В дверях Круглой Башни меня встретил человек в белом хайэбе, алой рубахе и с серебряной цепью на груди — то был Фейкс, Ткач из Цитадели Отерхорд. Увидев его доброе, красивое лицо — первое знакомое мне лицо за много-много дней, — я вдруг почувствовал облегчение, жестокая решимость моя несколько смягчилась. Когда Фейкс взял обе моих руки в свои — а в Кархайде нечасто употребляют это приветствие — и поздоровался со мной как с самым близким другом, я тоже испытал прилив дружеских чувств.
Оказалось, что еще ранней осенью он был послан в киорремию Кархайда как представитель округа Южный Рир. Избрание членов Королевского Совета из числа Обитателей Цитаделей Ханддары — дело не такое уж необычное, хотя для Ткача не совсем обычно принять должность государственного чиновника, и, я полагаю, Фейкс отказался бы от нее, если бы был искренне обеспокоен деятельностью Тайба и тем, куда это может завести страну. А потому он снял свою золотую цепь Ткача и надел серебряную — цепь советника и члена киорремии. Ему не потребовалось много времени, чтобы занять подобающее положение в правительстве: уже в месяце Терн он был избран членом Хес-киорремии, или Внутреннего Совета, который как бы уравновешивал деятельность премьер-министра. Назначил его на этот высокий пост сам король. По всей видимости, он был теперь на пути к тому высокому посту, который менее года назад занимал в Кархайде Эстравен. Политические взлеты и падения в этом государстве внезапны и стремительны.
В Круглой Башне, холодном, помпезном и не слишком просторном доме, мы с Фейксом смогли поговорить наедине, прежде чем пришлось встретиться с другими людьми или делать какие-то официальные заявления. Он спросил, глядя на меня своими ясными глазами:
— Значит, сюда летит Звездный Корабль и будет садиться здесь, и этот корабль значительно больше, чем тот, на котором ты приземлился на острове Хорден три года назад? Верно?
— Да. Это так. Я связался с ними, и они должны были подготовиться к посадке.
— Когда прилетит корабль?
Только тут я понял, что не знаю даже, какой сегодня день, а значит, я действительно был очень и очень болен. Пришлось начать отсчет со дня гибели Эстравена, и стало ясно, что корабль, если в момент выхода на связь со мной он находился на минимальном расстоянии от Гетен, теперь должен был уже находиться на орбите планеты, ожидая от меня дополнительных директив. Мне стало не по себе.
— Я должен немедленно связаться с кораблем. Им понадобятся подробные инструкции. Где, по мнению короля, им лучше всего приземлиться? Нужно безлюдное и довольно обширное пространство. Мне необходимо немедленно пройти к передатчику…

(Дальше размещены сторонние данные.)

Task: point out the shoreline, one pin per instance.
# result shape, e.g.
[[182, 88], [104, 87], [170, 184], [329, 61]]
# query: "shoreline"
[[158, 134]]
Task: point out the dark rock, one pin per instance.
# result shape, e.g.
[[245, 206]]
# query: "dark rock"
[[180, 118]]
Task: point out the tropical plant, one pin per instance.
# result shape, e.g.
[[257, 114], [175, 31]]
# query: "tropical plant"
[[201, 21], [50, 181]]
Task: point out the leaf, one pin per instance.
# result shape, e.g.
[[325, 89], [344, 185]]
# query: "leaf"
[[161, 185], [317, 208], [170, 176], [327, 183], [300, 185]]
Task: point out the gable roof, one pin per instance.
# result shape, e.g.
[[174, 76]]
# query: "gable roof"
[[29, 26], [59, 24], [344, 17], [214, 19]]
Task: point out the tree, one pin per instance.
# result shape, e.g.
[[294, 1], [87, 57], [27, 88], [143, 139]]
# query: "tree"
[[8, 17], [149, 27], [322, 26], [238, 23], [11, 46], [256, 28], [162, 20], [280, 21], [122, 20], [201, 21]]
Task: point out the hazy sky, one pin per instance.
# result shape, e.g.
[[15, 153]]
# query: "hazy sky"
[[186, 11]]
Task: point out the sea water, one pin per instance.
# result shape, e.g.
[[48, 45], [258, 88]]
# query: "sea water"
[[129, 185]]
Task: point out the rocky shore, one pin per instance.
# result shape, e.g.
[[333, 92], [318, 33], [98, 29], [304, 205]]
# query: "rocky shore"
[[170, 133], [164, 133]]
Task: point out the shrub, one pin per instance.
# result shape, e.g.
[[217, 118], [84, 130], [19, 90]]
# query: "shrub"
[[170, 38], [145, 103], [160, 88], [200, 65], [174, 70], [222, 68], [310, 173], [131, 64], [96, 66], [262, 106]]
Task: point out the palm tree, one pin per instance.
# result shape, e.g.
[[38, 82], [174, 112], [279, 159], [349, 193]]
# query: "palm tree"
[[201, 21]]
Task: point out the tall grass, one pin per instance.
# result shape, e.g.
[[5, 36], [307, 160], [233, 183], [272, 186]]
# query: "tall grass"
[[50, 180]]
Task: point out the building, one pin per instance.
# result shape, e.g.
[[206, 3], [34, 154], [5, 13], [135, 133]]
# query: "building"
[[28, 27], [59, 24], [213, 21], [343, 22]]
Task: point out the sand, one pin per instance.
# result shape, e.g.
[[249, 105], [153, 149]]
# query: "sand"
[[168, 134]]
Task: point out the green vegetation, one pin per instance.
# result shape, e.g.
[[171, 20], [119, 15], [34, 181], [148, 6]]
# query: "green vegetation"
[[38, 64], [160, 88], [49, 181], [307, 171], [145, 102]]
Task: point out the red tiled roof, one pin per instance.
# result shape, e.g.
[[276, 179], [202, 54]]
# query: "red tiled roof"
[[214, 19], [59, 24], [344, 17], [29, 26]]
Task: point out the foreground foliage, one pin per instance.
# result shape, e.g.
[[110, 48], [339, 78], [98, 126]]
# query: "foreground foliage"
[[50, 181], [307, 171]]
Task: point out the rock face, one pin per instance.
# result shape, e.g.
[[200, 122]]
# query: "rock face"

Все было тут же устроено с небывалой легкостью. Бесконечный туман моих прежних сложных отношений с правительством Эренранга, сопровождавшийся постоянными крушениями моих надежд, растаял, как упавшая в бурную реку глыба льда. Колесо фортуны все-таки повернулось. На следующий день король уже назначил мне аудиенцию.
Шесть месяцев потребовалось Эстравену, чтобы только подготовить мою первую аудиенцию. И вся его оставшаяся жизнь — чтобы подготовить эту, вторую.
На этот раз я был слишком утомлен, чтобы испытывать тревогу или волнение, и в голову приходили такие мысли, которые оказались сильнее осторожности и застенчивости. Я прошел через длинный красный зал под пыльными знаменами и остановился перед троном, с трех сторон которого в трех больших креслах, потрескивая, жарко горел огонь, искры улетали в трубу. Король, нахохлившись, сидел на резном стуле перед центральным камином у стола.
— Садитесь, господин Аи.
Я уселся напротив него, по другую сторону от камина, и в свете пламени увидел его лицо. Он выглядел нездоровым и старым. Он выглядел как женщина, потерявшая ребенка; как мужчина, навсегда утративший сына.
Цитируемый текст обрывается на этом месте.